Starting in cloisonné in Germany

Hannelore Sorge Næss was born in Eisenach in East Germany. 17 years old she started working with enamel. After four years of training at a goldsmiths workshop in her home town, specializing in cloisonné enamel on copper, and seven years of working as an enamelist at various workshops in West Germany (1952-1959), a new chapter in her life began. Seeing the Norwegian company David-Andersen’s enamel works at “Expo 58” in Brussels,  she decided to move to Norway.

To Norway and David-Andersen

When she came to Norway in her thirties, she took up work as an enamelist at the David-Andersen company, where she stayed for a year and learned to apply enamel to silver. At David-Andersen she also designed a few pieces of enamel jewelry that were put into serial production; in 1961 a cheerful fish brooch enameled in vivid colours, and in 1962 a set of brooch and earclips, in op-art cloisonné technique made in five different sublime colour schemes. The matte enamel and geometric design used for this jewelry set cleary pointed back to techniques and styles learned during her training in Germany.

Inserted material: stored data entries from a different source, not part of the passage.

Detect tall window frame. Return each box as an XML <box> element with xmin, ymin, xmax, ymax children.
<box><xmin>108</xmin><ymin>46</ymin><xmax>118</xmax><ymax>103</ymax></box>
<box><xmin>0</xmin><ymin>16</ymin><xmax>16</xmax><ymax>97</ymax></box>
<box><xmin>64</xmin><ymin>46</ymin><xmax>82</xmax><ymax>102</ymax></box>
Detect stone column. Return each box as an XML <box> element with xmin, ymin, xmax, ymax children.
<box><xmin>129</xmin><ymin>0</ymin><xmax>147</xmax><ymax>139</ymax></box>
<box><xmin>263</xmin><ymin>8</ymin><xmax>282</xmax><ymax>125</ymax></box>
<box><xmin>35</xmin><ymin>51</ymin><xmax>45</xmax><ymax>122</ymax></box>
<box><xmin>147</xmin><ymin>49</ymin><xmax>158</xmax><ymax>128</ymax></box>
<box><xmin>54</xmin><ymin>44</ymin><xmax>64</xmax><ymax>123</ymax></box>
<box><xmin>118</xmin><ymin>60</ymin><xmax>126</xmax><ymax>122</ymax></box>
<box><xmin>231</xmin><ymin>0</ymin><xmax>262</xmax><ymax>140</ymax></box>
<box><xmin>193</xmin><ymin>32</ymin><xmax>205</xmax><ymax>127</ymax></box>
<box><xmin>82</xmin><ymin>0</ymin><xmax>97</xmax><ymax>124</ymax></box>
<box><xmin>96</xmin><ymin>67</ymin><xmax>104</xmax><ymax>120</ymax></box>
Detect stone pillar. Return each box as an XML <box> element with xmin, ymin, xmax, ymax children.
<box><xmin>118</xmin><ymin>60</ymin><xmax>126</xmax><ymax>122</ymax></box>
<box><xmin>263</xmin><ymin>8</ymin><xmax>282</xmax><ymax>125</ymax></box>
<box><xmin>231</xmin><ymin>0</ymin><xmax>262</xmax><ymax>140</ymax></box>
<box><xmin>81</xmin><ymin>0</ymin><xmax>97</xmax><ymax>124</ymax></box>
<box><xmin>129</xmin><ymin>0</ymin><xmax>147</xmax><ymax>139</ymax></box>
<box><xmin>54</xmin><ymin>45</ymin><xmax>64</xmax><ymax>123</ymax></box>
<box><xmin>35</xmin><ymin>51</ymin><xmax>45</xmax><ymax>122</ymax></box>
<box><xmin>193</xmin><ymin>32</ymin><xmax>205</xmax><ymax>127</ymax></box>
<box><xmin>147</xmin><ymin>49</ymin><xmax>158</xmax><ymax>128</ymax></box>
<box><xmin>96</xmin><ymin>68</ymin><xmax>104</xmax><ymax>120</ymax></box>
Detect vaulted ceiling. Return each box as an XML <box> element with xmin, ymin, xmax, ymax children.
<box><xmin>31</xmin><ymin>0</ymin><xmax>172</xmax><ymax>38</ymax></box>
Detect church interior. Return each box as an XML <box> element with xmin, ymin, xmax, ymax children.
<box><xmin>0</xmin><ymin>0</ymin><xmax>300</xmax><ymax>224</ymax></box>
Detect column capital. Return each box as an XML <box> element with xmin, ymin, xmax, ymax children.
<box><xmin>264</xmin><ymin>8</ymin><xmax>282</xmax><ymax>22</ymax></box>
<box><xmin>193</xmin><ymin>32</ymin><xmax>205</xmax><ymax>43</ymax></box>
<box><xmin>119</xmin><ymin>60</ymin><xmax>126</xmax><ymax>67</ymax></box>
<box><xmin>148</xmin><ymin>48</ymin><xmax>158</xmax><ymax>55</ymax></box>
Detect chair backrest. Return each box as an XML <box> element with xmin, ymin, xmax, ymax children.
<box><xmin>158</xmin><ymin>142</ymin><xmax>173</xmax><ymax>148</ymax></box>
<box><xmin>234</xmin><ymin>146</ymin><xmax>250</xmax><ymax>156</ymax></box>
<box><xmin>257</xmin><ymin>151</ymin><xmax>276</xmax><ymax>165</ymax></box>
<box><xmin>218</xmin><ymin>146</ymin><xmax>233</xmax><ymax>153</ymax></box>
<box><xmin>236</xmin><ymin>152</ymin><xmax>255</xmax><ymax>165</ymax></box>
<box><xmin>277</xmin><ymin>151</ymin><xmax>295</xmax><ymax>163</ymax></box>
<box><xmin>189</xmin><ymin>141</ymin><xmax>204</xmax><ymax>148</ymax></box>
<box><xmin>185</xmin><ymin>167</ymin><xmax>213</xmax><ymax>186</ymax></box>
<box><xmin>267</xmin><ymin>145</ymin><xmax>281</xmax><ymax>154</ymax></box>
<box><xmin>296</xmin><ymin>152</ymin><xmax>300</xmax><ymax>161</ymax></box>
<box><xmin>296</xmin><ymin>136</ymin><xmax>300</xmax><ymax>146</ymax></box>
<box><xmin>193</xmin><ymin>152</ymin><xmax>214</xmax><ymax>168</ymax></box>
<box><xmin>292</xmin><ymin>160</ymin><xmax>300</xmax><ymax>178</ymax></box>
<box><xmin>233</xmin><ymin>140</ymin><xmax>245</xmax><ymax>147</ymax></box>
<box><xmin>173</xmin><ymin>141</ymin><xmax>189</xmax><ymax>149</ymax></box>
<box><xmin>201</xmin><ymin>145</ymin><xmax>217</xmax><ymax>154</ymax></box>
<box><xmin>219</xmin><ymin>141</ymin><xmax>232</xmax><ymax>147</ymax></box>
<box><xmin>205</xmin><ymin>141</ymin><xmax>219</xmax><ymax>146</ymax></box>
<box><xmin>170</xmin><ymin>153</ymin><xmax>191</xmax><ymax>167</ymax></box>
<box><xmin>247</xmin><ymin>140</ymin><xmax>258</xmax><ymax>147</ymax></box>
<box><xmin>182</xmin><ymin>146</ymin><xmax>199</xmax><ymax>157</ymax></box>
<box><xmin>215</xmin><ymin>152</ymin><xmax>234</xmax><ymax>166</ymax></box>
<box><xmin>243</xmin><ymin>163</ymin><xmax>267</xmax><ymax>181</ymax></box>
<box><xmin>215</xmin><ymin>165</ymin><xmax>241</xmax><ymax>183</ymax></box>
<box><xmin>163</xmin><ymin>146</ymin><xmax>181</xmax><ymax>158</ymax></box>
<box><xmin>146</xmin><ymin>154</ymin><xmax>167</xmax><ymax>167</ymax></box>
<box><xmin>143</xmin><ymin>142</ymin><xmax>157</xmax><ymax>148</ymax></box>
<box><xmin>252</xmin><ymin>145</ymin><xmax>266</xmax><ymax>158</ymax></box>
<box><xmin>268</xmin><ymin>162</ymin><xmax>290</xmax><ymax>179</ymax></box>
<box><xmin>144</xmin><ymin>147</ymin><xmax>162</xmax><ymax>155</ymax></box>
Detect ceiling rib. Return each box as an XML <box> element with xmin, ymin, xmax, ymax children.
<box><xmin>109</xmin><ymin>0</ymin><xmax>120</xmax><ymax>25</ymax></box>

Even though she only designed for David-Andersen for a short period, Hannelore Sorge brought new influences to the production, which can be seen in the work of other designers at the company, for example Thorbjørn Lie-Jørgensen’s famous jewelry seires, nicknamed ‘The four seasons’, mimicing cloisonné technique, and a couple of Uni David-Andersen’s characteristic brooches from the same time periode, one using matte enamel and one with a similar use of silver lines fraiming the enamel.

Her studio in Røyken

After leaving David-Andersen she set up her own workshop in Røyken outside Oslo, where she worked as an enamel craftswoman for many years. A large part of her work was painting and burning enamel on jewelry, mostly butterfly brooches for the company Hroar Prydz, which were produced in large quantities. She also continued working on her own designs in association with the shop of David-Andersen, where her work have been bought by the Norwegian royal family.

In 1983 Hannelore Sorge Næss started a close collaboration with Valdres Sølvsmie, working together with Sigrid Høivik on a series of copper and enamel pieces. Again she took up the advanced cloisonné technique that they had both learned back in Germany, possibly in Käthe Ruckenbrod’s workshop. This was a smaller crafts production depicting motives from the nature in the surrounding mountains of Valdres. Copper thread bent by hand defined the motives and created a pattern that could be filled in with enamel colours, applied with a thin brush.

Photo: Stein Hage/NRK

From this time in her career, at 55 years old, she started exhibiting her work, such as enameled miniature paintings, boxes, bowls and clocks at local galleries, saying that age makes us more confident and free to express ourselves. In 1989 she moved her workshop to Larvik, where she found inspiration from the costal scene for her work.